Whether your horse is recovering from an injury, has restricted movement or is simply under muscled, physiotherapy can help. There are lots of common signs you can look out for in your horse which could suggest they could benefit from physiotherapy with some listed below:
Change in behaviour
Change in movement
Decrease in performance
Shortened stride length
Reluctance to change rein or weaker on one rein
Sensitivity to a certain area when being groomed or tacked up
Toe dragging or difficulty clearing poles/jumps
What is included?
The session will include a thorough background on the history of the horse, followed by a static, dynamic and soft tissue assessment including palpation and range of motion. Treatment then consists of a combination of different manual therapy’s including massage, stretching, electrotherapies and remedial exercise’s depending on each individual case.
When your horse has sore muscles, they guard them causing reduced blood flow to the area and therefore resulting in a build up of toxins. Massage increases both blood flow and lymphatic flow to the area therefore increasing the removal of these toxins, encouraging a rush of nutrients to the area and increasing healing rates. Not only does this help to increase healing and reduce tension but it also has many other benefits such as reducing scar tissue, pain and increasing flexibility and general mood.
Stretching will also increase circulation to the affected tissues and therefore help to reduce pain. However, it is also an effective way of helping to increase your horse's muscle extensibility and range of motion while also promoting healing and the realignment of collagen fibres within the tissue. It is important that stretching is applied correctly, if applied incorrectly it can cause damage and this is why it is important to follow the recommendations of your Veterinary Physiotherapist.

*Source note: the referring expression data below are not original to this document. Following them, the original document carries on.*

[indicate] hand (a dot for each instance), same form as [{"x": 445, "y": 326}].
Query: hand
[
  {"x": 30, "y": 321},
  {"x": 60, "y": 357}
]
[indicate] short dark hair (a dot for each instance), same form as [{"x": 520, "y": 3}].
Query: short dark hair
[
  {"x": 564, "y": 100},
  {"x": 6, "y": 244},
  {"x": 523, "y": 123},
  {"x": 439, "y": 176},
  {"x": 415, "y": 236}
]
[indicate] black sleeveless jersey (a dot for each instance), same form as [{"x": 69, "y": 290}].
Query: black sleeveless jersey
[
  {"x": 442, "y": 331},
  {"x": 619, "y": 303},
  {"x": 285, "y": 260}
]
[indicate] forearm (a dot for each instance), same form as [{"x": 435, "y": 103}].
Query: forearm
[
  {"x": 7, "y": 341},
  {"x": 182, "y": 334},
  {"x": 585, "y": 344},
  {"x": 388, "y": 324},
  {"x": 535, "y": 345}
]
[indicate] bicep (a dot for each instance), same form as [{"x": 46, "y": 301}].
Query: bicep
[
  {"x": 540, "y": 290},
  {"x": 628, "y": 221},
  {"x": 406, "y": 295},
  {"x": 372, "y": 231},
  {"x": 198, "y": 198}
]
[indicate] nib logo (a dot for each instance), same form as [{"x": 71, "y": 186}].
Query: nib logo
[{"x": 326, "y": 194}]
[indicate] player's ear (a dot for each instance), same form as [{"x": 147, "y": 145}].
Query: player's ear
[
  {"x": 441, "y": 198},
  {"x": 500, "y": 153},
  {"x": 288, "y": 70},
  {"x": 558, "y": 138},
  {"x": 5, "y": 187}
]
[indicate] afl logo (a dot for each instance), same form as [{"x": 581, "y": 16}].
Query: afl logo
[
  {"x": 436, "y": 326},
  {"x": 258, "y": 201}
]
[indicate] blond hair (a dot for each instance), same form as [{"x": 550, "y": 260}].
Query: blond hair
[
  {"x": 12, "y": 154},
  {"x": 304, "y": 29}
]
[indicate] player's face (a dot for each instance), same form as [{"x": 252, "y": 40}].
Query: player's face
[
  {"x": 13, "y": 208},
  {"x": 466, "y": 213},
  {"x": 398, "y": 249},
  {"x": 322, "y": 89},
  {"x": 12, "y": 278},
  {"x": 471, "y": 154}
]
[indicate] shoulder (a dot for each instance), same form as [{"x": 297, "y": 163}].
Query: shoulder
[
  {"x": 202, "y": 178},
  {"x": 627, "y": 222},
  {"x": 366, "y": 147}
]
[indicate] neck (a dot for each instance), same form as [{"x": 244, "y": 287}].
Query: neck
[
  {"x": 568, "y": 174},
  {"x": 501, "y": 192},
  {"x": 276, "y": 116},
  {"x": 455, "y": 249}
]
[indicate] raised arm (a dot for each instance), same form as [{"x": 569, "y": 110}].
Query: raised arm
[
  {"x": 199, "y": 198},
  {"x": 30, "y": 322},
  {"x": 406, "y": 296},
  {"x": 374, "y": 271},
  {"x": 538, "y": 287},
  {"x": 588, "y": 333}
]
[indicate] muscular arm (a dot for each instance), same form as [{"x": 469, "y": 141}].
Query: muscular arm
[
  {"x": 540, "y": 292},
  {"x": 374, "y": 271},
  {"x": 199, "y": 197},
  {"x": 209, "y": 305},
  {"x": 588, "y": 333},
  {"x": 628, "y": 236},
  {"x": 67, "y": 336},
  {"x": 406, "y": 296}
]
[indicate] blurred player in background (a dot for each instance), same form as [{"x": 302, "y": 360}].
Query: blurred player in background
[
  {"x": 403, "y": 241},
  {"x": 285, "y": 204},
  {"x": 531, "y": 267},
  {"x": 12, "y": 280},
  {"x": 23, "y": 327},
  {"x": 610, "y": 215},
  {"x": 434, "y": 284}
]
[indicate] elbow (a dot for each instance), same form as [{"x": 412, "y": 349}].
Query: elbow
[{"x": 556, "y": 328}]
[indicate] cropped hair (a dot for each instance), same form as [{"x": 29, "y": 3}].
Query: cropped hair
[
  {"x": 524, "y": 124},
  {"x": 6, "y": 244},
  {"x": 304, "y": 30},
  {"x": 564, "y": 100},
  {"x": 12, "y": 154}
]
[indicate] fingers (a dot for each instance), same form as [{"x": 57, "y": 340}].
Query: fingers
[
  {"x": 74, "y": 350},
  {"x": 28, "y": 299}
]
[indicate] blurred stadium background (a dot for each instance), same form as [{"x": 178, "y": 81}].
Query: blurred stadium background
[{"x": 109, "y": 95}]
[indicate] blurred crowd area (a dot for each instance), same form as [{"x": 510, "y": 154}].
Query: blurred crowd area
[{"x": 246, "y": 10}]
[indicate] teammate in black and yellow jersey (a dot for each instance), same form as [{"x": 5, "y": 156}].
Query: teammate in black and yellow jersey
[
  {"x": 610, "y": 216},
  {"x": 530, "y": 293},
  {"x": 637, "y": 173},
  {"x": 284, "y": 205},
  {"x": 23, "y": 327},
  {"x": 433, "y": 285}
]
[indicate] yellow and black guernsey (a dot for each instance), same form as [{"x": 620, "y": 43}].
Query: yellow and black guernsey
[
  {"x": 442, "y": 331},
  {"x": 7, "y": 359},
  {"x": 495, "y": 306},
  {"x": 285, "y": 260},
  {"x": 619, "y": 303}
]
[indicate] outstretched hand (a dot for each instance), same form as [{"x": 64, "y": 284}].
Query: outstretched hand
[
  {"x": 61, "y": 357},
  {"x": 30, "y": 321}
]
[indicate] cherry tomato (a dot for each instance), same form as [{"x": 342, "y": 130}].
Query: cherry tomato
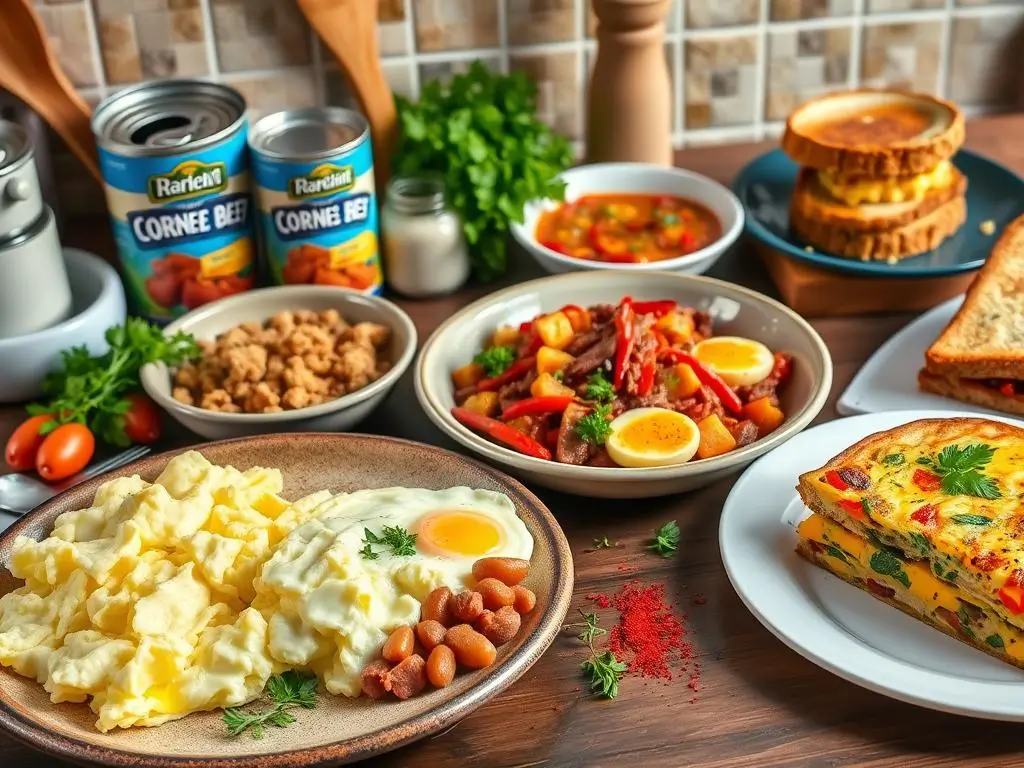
[
  {"x": 65, "y": 451},
  {"x": 142, "y": 420},
  {"x": 24, "y": 443}
]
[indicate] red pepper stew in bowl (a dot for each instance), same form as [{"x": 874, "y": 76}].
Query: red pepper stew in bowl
[
  {"x": 628, "y": 228},
  {"x": 639, "y": 384}
]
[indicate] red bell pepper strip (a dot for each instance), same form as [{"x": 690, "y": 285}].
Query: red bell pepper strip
[
  {"x": 512, "y": 373},
  {"x": 501, "y": 432},
  {"x": 657, "y": 308},
  {"x": 625, "y": 339},
  {"x": 708, "y": 377},
  {"x": 834, "y": 479},
  {"x": 538, "y": 406}
]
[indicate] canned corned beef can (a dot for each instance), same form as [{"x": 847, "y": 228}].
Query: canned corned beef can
[
  {"x": 175, "y": 166},
  {"x": 313, "y": 171}
]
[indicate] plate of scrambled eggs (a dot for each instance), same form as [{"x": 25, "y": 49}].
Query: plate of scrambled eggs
[{"x": 137, "y": 608}]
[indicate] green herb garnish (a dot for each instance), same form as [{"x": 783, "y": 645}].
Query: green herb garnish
[
  {"x": 666, "y": 540},
  {"x": 93, "y": 390},
  {"x": 960, "y": 470},
  {"x": 496, "y": 360},
  {"x": 885, "y": 563},
  {"x": 481, "y": 133},
  {"x": 594, "y": 426},
  {"x": 401, "y": 543},
  {"x": 288, "y": 690},
  {"x": 599, "y": 388},
  {"x": 604, "y": 670}
]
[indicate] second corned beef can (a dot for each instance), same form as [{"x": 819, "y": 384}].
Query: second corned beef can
[
  {"x": 175, "y": 166},
  {"x": 314, "y": 188}
]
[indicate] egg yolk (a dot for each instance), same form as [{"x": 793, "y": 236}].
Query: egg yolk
[
  {"x": 655, "y": 433},
  {"x": 457, "y": 532},
  {"x": 728, "y": 354}
]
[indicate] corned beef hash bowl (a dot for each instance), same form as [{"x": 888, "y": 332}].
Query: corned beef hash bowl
[{"x": 624, "y": 385}]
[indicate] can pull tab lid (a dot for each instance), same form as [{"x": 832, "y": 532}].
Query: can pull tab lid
[{"x": 169, "y": 131}]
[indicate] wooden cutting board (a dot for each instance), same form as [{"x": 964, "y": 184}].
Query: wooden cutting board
[{"x": 815, "y": 292}]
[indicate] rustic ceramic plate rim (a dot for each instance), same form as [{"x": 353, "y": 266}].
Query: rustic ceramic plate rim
[{"x": 444, "y": 714}]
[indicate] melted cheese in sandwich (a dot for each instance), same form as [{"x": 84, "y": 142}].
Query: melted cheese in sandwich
[
  {"x": 910, "y": 583},
  {"x": 895, "y": 189}
]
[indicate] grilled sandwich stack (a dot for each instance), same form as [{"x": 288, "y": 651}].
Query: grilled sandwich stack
[
  {"x": 979, "y": 357},
  {"x": 927, "y": 518},
  {"x": 877, "y": 181}
]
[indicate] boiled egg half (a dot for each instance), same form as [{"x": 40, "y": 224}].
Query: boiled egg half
[
  {"x": 740, "y": 363},
  {"x": 652, "y": 437}
]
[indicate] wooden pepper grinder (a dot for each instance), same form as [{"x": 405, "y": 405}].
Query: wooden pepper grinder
[{"x": 629, "y": 105}]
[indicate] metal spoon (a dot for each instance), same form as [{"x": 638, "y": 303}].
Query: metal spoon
[
  {"x": 30, "y": 71},
  {"x": 22, "y": 494}
]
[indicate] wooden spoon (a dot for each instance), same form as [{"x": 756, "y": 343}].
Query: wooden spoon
[
  {"x": 348, "y": 28},
  {"x": 30, "y": 71}
]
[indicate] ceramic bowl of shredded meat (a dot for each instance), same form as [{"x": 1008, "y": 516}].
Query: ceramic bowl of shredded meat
[
  {"x": 622, "y": 384},
  {"x": 288, "y": 358}
]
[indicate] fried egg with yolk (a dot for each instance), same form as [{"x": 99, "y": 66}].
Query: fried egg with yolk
[
  {"x": 740, "y": 363},
  {"x": 652, "y": 437}
]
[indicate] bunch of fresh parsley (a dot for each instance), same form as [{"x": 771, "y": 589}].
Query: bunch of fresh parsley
[
  {"x": 604, "y": 670},
  {"x": 92, "y": 389},
  {"x": 480, "y": 132},
  {"x": 287, "y": 691},
  {"x": 960, "y": 470}
]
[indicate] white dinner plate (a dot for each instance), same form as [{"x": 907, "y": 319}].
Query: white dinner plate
[
  {"x": 827, "y": 621},
  {"x": 889, "y": 380}
]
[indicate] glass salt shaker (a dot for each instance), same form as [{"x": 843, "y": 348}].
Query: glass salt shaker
[{"x": 425, "y": 252}]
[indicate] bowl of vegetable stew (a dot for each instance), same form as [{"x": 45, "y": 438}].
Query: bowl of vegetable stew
[
  {"x": 621, "y": 384},
  {"x": 632, "y": 216}
]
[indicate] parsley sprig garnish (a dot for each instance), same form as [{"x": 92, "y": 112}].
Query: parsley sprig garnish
[
  {"x": 960, "y": 470},
  {"x": 599, "y": 388},
  {"x": 92, "y": 390},
  {"x": 594, "y": 427},
  {"x": 666, "y": 540},
  {"x": 496, "y": 360},
  {"x": 398, "y": 540},
  {"x": 604, "y": 670},
  {"x": 287, "y": 691}
]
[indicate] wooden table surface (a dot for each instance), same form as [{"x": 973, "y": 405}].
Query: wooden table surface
[{"x": 759, "y": 704}]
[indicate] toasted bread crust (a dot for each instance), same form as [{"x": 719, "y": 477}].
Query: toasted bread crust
[
  {"x": 969, "y": 391},
  {"x": 891, "y": 245},
  {"x": 805, "y": 551},
  {"x": 815, "y": 203},
  {"x": 985, "y": 338},
  {"x": 902, "y": 159}
]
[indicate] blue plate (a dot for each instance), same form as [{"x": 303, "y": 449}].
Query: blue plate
[{"x": 993, "y": 194}]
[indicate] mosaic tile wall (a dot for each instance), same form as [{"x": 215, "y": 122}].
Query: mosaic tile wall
[{"x": 737, "y": 67}]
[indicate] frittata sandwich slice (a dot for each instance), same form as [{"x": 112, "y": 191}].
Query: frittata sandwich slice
[{"x": 929, "y": 517}]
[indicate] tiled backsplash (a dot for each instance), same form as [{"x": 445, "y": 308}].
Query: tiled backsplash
[{"x": 737, "y": 67}]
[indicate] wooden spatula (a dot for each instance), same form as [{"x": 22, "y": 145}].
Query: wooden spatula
[
  {"x": 30, "y": 71},
  {"x": 348, "y": 28}
]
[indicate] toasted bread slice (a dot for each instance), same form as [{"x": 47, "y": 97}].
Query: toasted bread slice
[
  {"x": 985, "y": 338},
  {"x": 914, "y": 609},
  {"x": 872, "y": 133},
  {"x": 813, "y": 202},
  {"x": 970, "y": 390},
  {"x": 911, "y": 239}
]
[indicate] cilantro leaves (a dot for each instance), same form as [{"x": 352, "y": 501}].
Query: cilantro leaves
[{"x": 960, "y": 470}]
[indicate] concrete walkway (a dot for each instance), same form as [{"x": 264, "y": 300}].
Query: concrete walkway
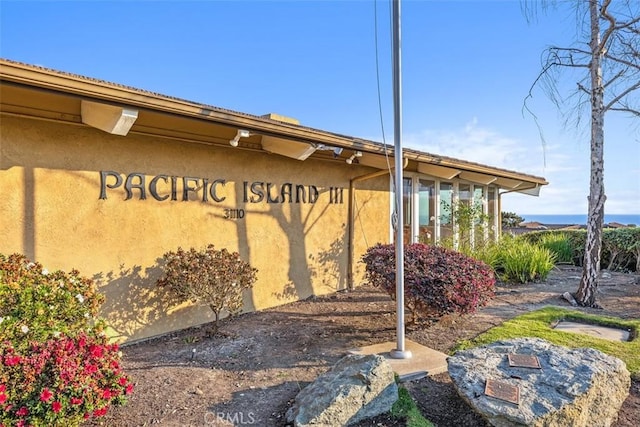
[
  {"x": 424, "y": 361},
  {"x": 604, "y": 332}
]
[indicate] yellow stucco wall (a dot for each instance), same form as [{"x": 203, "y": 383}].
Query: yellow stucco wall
[{"x": 51, "y": 211}]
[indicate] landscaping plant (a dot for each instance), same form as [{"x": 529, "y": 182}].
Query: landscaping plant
[
  {"x": 437, "y": 280},
  {"x": 215, "y": 278},
  {"x": 57, "y": 367},
  {"x": 520, "y": 261}
]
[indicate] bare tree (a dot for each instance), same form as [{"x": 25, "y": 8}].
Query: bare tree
[{"x": 610, "y": 61}]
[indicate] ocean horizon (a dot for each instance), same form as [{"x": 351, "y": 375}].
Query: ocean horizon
[{"x": 626, "y": 219}]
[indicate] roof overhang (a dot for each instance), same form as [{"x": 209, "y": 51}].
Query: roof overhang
[{"x": 41, "y": 93}]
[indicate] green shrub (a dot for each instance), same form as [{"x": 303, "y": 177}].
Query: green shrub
[
  {"x": 559, "y": 245},
  {"x": 57, "y": 367},
  {"x": 36, "y": 305},
  {"x": 520, "y": 261},
  {"x": 621, "y": 246},
  {"x": 437, "y": 281},
  {"x": 215, "y": 278}
]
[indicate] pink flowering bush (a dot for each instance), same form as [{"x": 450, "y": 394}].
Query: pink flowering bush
[
  {"x": 57, "y": 368},
  {"x": 437, "y": 281}
]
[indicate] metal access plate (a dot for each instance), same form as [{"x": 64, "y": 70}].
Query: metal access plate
[
  {"x": 523, "y": 361},
  {"x": 503, "y": 391}
]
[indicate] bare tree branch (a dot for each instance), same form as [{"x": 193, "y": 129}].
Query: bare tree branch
[
  {"x": 622, "y": 95},
  {"x": 627, "y": 110}
]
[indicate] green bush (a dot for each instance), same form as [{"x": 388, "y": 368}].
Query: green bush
[
  {"x": 437, "y": 281},
  {"x": 520, "y": 261},
  {"x": 57, "y": 367},
  {"x": 620, "y": 246},
  {"x": 560, "y": 245},
  {"x": 215, "y": 278},
  {"x": 36, "y": 305}
]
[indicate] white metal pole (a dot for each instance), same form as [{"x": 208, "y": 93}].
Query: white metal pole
[{"x": 399, "y": 352}]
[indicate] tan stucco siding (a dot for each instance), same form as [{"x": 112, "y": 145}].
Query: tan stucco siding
[{"x": 50, "y": 179}]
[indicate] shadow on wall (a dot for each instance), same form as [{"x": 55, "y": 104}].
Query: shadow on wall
[
  {"x": 332, "y": 272},
  {"x": 134, "y": 304}
]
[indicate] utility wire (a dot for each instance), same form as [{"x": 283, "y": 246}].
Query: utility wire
[{"x": 394, "y": 217}]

We have three different types of electrotherapies that can be used on your horse at Animotion; Laser therapy, Pulsed electromagnetic field therapy (PEMFT) and Transcutaneous electrical nerve stimulation (TENs) therapy. Each will work in different ways to promote healing, reduce pain and tension. Again it is very important that these machines are used by your qualified Veterinary Physiotherapists who is trained and insured.
Compensation is very common no matter what kind of animal you are. If we are sore in one area, we compensate and take the weight somewhere else. However, over time this repetitive overuse can cause injury and therefore as a Physiotherapist one of our main aims is to help reduce compensation. Many exercises can be used to help build muscle strength in areas that are atrophied in order to restore the correct muscle use, such as; static weight shifts, pole work and long reining to name a few. At Animotion your Physiotherapist will recommend any exercises that will benefit your specific case.